Telle quelle, la future loi suisse se présente bien comme une incarnation solide, ouverte et pragmatique du modèle européen standard du partenariat enregistré. Elle s'affranchit sans effort de l'hypocrisie du PACS français, qui cache derrière les concubins un statut au rabais pour les couples de même sexe. Elle ne se croit pas obligée de rejoindre les Pays-Bas dans la permissivité à choix multiple: mariage, partenariat ou union libre, que ce soit pour les homos ou les hétéros. Elle est en somme à l'image d'une Suisse moderne, en paix avec elle-même, telle qu'on peut la voir sur les Arteplages. Pourvu que ça dure...


Le maigre front du refus

Le succès de la Pride de Sion, l'an dernier, et l'accueil sympathique que les Valaisannes et les Valaisans lui ont réservé, n'ont pas ébranlé le gouvernement cantonal: il se retrouve seul des 26 cantons à être comptabilisé parmi les opposants dans l'analyse de la consultation. Curieusement, le canton de Vaud n'est pas loin (c'était encore le précédent gouvernement), considérant avec Schwyz et la Thurgovie qu'on en fait un peu trop...
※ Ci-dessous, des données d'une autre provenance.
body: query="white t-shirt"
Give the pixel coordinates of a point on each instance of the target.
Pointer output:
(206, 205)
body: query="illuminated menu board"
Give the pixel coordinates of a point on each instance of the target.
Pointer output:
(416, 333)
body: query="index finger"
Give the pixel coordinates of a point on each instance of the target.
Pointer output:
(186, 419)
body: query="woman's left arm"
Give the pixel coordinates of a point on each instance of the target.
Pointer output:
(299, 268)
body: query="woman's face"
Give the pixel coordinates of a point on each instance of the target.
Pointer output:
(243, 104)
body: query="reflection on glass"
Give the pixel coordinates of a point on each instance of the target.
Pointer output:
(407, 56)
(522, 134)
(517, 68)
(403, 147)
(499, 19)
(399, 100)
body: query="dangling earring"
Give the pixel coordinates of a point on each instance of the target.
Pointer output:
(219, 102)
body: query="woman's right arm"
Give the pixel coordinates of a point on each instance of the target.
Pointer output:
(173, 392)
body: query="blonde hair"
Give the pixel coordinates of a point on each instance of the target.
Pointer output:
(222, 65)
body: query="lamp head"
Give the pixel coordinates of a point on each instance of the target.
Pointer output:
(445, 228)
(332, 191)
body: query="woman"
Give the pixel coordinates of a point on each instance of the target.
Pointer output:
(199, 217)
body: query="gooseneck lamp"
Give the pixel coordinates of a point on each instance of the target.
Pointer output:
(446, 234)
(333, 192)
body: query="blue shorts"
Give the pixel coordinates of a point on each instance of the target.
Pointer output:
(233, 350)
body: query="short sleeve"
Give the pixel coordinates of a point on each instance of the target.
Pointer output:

Parmi les partis gouvernementaux, seule l'UDC est opposée au projet. Socialistes et radicaux, eux, font assaut de progressisme pour combattre la discrimination en matière d'adoption comme pour souhaiter que l'institution civile du mariage elle-même ne soit plus réservée aux seuls couples formés d'un homme et d'une femme. Même la Conférence des évêques suisses ne parvient pas à se faire enregistrer comme opposante, laissant cela aux groupuscules fondamentalistes qui s'apprêtent déjà à lancer, le moment venu, le référendum.